Hilariously Funny One Line Quotes Your Friends Will Love

#15. “I could be a morning person — but only if morning started at noon!” ― Carol Storm

#16. “The problem with kleptomaniacs is that they always take things literally.” — Unknown

#17. “It takes a lot of balls to golf the way I do.” — Unknown

#18. “I did a gig in the U.S. once for the homeless and said ‘It’s nice to see so many bums on seats.’” — Jimmy Carr

#19. “I’m on a whiskey diet…I’ve lost three days already.” — Tommy Cooper

#20. “I had a wonderful childhood, which is tough because it’s hard to adjust to a miserable adulthood.” — Larry David

Funny One Line Quotes to Tell Your Co-Workers

#21. “Employee of the month is a good example of how somebody can be both a winner and a loser at the same time.” — Demetri Martin

#22. “Your ‘out of office’ reply is responding to more emails than you ever do.” — Unknown

#23. “Have a seat; standing there watching everyone else work all day must be exhausting!” — Unknown

#24. “Pretending to look busy on a Friday is the hardest work you do all week.” — Unknown

#25. “I can’t believe I got fired from the calendar factory — all I did was take a day off!” — Unknown

#26. “A healthy sleep not only makes your life longer but also shortens the workday.” — Unknown

#27. “I’m great at multitasking.

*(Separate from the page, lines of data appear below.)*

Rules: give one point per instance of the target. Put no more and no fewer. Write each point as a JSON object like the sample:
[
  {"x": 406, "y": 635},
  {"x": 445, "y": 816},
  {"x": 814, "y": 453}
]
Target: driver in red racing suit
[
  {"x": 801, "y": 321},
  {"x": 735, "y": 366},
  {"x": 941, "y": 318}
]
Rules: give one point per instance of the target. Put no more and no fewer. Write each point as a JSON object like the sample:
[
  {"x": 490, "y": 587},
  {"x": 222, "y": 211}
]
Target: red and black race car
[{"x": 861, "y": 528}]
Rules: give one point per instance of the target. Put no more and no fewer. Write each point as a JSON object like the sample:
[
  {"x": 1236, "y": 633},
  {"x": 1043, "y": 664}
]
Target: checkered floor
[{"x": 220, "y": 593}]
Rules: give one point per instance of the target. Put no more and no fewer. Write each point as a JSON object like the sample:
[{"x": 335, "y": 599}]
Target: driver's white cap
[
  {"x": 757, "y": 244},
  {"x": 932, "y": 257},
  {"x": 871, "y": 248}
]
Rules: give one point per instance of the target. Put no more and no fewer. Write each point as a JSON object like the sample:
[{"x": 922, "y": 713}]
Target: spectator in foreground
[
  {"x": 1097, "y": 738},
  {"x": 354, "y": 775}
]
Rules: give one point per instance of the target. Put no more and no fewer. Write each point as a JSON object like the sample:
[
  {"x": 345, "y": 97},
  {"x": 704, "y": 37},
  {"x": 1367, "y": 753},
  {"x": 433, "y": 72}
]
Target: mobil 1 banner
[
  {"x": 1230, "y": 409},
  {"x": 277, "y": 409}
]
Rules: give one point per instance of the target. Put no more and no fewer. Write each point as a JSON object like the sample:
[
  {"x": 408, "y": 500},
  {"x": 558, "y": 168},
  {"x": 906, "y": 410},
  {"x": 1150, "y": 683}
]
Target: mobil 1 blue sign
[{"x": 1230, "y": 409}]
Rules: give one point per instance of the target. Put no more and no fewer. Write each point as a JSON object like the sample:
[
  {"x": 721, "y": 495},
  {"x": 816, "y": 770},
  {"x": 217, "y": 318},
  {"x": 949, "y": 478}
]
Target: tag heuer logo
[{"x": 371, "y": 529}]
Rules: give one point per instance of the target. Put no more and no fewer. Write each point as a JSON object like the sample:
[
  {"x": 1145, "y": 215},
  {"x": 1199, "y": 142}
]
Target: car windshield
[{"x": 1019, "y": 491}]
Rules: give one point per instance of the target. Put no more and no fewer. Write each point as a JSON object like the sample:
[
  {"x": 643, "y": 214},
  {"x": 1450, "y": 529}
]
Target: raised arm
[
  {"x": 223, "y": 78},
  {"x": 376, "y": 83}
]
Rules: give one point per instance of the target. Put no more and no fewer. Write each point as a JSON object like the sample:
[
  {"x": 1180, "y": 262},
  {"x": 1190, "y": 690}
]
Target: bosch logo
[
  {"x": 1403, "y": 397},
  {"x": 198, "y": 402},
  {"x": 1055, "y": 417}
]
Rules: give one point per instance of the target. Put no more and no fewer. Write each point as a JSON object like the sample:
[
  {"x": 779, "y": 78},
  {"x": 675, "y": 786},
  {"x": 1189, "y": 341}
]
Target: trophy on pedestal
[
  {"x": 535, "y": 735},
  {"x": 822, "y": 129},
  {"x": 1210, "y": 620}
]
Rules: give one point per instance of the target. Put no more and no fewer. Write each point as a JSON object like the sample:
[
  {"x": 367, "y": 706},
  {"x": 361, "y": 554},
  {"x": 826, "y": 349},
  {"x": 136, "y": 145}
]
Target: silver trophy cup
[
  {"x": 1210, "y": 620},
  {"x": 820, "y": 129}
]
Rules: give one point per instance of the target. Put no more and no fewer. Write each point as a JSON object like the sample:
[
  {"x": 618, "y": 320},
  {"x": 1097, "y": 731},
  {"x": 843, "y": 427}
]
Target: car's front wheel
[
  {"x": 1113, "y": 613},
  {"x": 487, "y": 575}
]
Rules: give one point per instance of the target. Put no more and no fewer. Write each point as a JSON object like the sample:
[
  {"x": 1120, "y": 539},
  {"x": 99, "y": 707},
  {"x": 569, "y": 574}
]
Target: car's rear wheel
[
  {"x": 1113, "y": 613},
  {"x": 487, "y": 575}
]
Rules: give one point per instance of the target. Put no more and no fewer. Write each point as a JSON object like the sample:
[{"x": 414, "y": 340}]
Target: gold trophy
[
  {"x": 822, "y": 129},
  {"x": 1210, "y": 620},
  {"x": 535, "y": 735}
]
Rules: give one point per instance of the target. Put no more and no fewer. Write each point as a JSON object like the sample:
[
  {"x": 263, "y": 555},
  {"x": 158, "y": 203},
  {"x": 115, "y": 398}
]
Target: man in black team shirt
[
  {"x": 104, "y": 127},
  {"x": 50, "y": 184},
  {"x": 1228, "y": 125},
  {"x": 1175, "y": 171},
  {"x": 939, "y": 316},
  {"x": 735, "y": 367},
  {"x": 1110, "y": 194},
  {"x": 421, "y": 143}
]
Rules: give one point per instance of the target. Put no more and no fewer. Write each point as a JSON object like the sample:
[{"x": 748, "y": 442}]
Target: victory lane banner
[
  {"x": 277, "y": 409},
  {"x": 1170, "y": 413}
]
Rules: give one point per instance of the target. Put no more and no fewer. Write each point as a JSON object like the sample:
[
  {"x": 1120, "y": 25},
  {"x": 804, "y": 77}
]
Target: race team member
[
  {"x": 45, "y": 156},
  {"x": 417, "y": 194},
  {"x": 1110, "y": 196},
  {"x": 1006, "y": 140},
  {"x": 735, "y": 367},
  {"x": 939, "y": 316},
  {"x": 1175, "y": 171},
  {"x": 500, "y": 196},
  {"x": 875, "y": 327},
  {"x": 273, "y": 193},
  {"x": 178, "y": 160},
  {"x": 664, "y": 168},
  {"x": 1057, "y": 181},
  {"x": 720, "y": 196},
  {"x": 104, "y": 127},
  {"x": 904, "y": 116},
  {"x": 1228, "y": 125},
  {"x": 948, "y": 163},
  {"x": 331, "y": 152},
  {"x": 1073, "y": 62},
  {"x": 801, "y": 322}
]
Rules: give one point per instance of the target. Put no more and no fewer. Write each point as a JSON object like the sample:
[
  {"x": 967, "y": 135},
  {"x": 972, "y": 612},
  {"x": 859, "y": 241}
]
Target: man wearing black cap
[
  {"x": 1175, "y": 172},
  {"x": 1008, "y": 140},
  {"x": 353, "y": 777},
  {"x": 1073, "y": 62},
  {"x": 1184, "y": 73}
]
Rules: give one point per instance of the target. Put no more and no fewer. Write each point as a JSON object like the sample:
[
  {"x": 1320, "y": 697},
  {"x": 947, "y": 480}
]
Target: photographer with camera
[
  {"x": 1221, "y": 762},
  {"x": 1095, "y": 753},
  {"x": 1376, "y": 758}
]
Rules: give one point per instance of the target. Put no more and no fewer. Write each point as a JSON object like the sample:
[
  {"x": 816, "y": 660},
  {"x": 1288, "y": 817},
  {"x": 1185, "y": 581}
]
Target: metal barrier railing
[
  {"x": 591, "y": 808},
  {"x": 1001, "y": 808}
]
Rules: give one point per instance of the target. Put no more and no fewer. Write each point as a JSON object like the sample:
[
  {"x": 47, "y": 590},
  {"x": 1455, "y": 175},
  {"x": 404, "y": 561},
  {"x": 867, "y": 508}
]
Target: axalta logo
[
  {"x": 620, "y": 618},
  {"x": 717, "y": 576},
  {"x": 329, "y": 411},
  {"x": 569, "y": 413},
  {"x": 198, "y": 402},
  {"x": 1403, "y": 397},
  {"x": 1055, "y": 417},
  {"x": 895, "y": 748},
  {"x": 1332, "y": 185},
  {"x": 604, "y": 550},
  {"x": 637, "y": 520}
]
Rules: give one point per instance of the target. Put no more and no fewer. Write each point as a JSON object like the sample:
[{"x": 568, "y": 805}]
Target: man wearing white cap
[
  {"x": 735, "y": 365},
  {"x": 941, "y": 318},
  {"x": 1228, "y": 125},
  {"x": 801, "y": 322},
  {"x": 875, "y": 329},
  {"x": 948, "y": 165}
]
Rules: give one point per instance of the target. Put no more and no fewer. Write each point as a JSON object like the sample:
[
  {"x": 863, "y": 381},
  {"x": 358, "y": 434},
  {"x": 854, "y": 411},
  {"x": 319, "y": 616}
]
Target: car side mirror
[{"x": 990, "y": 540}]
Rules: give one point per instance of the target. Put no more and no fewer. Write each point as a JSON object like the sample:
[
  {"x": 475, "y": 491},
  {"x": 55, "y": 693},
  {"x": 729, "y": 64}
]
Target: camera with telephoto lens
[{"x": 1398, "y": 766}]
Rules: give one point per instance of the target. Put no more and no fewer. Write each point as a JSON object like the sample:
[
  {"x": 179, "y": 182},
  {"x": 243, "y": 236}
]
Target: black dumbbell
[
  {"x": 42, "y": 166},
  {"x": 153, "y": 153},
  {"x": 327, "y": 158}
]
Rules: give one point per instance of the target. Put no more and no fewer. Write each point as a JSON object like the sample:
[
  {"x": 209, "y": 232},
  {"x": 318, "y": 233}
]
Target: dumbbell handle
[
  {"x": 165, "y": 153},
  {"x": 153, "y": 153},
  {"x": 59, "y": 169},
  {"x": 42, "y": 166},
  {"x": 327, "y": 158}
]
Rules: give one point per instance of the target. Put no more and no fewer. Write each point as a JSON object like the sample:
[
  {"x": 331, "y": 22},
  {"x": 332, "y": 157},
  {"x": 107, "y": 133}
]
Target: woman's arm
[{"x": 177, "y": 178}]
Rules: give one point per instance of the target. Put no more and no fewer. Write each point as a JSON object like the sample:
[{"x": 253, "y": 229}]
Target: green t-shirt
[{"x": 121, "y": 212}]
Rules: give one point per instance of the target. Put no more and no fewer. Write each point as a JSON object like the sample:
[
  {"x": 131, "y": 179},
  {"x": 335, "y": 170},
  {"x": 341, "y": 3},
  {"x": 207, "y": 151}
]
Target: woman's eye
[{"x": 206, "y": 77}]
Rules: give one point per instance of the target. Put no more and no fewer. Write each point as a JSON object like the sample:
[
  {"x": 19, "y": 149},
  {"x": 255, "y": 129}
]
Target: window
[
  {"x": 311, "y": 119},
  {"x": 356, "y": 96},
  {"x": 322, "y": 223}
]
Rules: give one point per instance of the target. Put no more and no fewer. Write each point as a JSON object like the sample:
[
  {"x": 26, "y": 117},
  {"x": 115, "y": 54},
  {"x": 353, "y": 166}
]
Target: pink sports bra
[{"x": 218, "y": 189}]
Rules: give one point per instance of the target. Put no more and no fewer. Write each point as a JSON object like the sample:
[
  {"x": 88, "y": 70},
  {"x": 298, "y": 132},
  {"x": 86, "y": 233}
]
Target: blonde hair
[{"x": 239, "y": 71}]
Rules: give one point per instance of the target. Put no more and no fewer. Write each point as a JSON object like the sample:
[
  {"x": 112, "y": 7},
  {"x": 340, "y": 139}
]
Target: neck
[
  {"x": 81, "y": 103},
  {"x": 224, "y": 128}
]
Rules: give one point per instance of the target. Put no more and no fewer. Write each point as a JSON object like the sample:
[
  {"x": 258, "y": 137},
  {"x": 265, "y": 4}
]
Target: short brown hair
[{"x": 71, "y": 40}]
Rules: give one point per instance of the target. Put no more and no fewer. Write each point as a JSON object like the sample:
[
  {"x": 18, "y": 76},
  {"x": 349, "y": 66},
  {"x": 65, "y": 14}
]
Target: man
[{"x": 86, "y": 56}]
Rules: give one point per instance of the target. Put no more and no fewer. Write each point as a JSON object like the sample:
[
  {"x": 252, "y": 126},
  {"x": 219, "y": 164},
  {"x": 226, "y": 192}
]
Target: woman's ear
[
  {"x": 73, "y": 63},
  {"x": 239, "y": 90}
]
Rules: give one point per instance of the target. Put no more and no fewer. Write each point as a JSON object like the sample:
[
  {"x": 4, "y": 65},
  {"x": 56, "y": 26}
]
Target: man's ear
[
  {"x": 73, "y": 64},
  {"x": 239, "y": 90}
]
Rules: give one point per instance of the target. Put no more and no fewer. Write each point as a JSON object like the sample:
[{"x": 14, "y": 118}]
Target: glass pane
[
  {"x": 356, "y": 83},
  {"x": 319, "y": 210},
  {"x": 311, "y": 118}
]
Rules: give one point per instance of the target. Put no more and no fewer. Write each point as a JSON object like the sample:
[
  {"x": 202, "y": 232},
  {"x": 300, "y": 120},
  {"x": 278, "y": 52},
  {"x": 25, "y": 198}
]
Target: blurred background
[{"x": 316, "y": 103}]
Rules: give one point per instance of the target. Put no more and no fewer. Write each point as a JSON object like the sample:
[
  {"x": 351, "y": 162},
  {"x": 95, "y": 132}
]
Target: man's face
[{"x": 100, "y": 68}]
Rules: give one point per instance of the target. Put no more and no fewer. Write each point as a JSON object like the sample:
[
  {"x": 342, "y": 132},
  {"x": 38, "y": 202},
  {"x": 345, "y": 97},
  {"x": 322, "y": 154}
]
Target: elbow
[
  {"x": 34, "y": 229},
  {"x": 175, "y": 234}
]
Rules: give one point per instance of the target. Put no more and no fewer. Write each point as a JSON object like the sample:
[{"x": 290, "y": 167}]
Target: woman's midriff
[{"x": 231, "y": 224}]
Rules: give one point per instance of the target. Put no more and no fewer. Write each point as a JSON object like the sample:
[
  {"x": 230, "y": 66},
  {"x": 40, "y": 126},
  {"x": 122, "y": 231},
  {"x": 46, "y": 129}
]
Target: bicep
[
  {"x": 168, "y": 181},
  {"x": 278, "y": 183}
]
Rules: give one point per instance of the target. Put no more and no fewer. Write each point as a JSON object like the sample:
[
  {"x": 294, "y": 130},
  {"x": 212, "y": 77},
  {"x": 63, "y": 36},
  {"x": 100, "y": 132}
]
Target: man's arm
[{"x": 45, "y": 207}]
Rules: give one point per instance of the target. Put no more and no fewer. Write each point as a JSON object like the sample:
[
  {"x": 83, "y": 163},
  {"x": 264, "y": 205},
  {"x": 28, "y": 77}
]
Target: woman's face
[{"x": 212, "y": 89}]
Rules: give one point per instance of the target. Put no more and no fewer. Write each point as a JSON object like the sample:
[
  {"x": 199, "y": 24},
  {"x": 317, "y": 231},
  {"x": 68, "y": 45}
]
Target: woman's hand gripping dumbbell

I can waste time, be unproductive, and procrastinate all at once.” — Unknown

#28. “I have a few jokes about unemployed people, but it doesn’t matter — none of them work.” — Unknown

#29. “Most people are shocked when they find out how incompetent I am as an electrician.” — Unknown

#30. “The hardest job in the world is having to listen to you complain about having the hardest job in the world.” — Unknown

Funny One Line Quotes That Will Leave You in Stitches

#31. “My mother always used to say: The older you get, the better you get, unless you’re a banana.” — Betty White

#32. “Before you marry a person, you should first make them use a computer with slow internet to see who they really are.” — Will Ferrell

#33. “Insomnia sharpens your math skills because you spend all night calculating how much sleep you’ll get if you’re able to ‘fall asleep right now.’” — Unknown

#34. “I haven’t spoken to my wife in years — I didn’t want to interrupt her.” — Rodney Dangerfield

#35. “You know you’ve reached middle age when you’re cautioned to slow down by your doctor instead of by the police.” — Joan Rivers

#36. “Marriage is like an unfunny, tense version of ‘Everybody Loves Raymond,’ but it doesn’t last 22 minutes — it lasts forever.” — Paul Rudd

#37. “Common sense is like deodorant — the people who need it most never use it.” — Unknown

#38. “The only thing that separates us from the animals is our ability to accessorize.” — Clairee Belcher

#39. “I’m at a place in my life when errands are starting to count as going out.” — Unknown

#40. “Here’s something to think about: How come you never see a headline like ‘Psychic Wins Lottery?’” — Jay Leno

#41. “Never do anything out of hunger — not even eating.” — Frank Semyon

#42. “Why do they call it rush hour when nothing moves?” — Robin Williams

#43. “If we’re going to pay this much for crab, it better sing and dance and introduce us to the Little Mermaid.” — Tina Fey

The Conclusion

It doesn’t matter what kind of mood you’re in; there’s nothing like a one-liner to brighten up your day!

Try out these funny one line quotes on your friends, co-workers, and even strangers you just met at a party. I guarantee they’ll earn you a chuckle or two!